Mr Sarpong said the GRA had already begun investing significantly in staff development, including structured training programmes and leadership development initiatives aimed at improving technical capacity across the institution.
He added that improving the skills of revenue officers would not only strengthen tax compliance but also enhance service delivery to businesses, particularly small and medium enterprises that depend on efficient tax administration to operate and grow.
Mr Sarpong also disclosed that part of the Authority’s budget would be dedicated to improving office accommodation, logistics and modern working tools to reduce operational inefficiencies and enhance service delivery.
He said the Authority was prioritising investments in digital tools and modern infrastructure to ensure faster tax processing, improved monitoring and stronger enforcement, which would ultimately support the country’s economic transformation agenda.

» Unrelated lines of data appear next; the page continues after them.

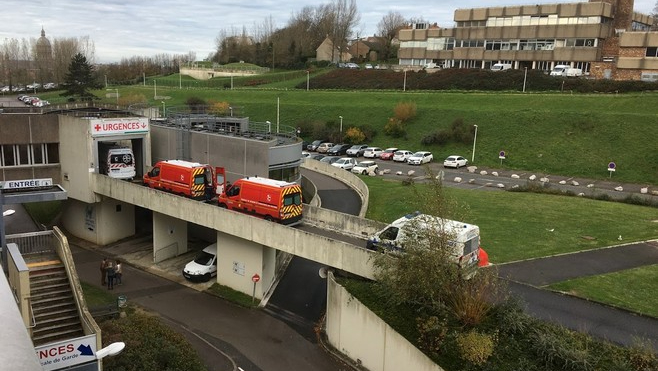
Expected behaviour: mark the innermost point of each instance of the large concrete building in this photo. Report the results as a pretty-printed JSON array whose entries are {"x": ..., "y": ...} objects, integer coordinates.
[{"x": 606, "y": 39}]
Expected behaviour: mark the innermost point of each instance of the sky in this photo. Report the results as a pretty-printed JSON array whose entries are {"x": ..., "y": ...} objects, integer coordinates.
[{"x": 123, "y": 29}]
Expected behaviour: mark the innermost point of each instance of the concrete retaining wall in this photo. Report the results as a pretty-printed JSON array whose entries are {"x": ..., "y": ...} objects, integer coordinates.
[{"x": 362, "y": 336}]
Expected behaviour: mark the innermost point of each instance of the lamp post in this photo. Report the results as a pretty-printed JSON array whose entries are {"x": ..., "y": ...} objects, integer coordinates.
[
  {"x": 116, "y": 94},
  {"x": 475, "y": 137}
]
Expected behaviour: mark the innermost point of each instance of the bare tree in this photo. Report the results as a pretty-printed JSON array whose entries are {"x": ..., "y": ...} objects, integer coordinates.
[
  {"x": 388, "y": 29},
  {"x": 345, "y": 16}
]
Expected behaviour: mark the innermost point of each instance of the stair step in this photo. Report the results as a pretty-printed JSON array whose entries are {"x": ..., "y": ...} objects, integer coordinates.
[
  {"x": 54, "y": 306},
  {"x": 60, "y": 320},
  {"x": 47, "y": 300},
  {"x": 49, "y": 287}
]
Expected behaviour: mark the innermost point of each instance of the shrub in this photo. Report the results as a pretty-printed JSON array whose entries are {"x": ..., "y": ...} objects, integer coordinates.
[
  {"x": 150, "y": 345},
  {"x": 475, "y": 347},
  {"x": 559, "y": 350},
  {"x": 394, "y": 128},
  {"x": 437, "y": 137},
  {"x": 432, "y": 332},
  {"x": 196, "y": 104},
  {"x": 368, "y": 131},
  {"x": 219, "y": 108},
  {"x": 405, "y": 111},
  {"x": 642, "y": 356},
  {"x": 354, "y": 136}
]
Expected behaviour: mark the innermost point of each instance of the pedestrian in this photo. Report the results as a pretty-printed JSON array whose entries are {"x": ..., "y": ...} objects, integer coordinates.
[
  {"x": 104, "y": 272},
  {"x": 110, "y": 275},
  {"x": 118, "y": 272}
]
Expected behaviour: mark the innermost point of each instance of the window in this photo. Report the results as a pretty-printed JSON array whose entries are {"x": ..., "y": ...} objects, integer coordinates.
[{"x": 29, "y": 154}]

On staff welfare, Mr Sarpong said management was working to strengthen health support systems, improve working conditions and introduce additional welfare programmes, including plans for a health support scheme for retired staff.
He explained that improved welfare would help retain skilled personnel and reduce staff turnover, which often affected productivity and institutional performance.
Mr Sarpong urged staff of the Authority to remain committed to their mandate, noting that the GRA had set an ambitious revenue target of more than GH¢230 billion.
He said achieving the target would require improved efficiency, stronger collaboration and a renewed focus on productivity, adding that effective revenue mobilisation was essential to supporting economic growth, stabilising public finances and strengthening the private sector.
Mr Sarpong said the responsibility of mobilising revenue for national development remained critical, and called on staff to build on the legacy of previous generations and contribute meaningfully to Ghana’s long-term economic transformation.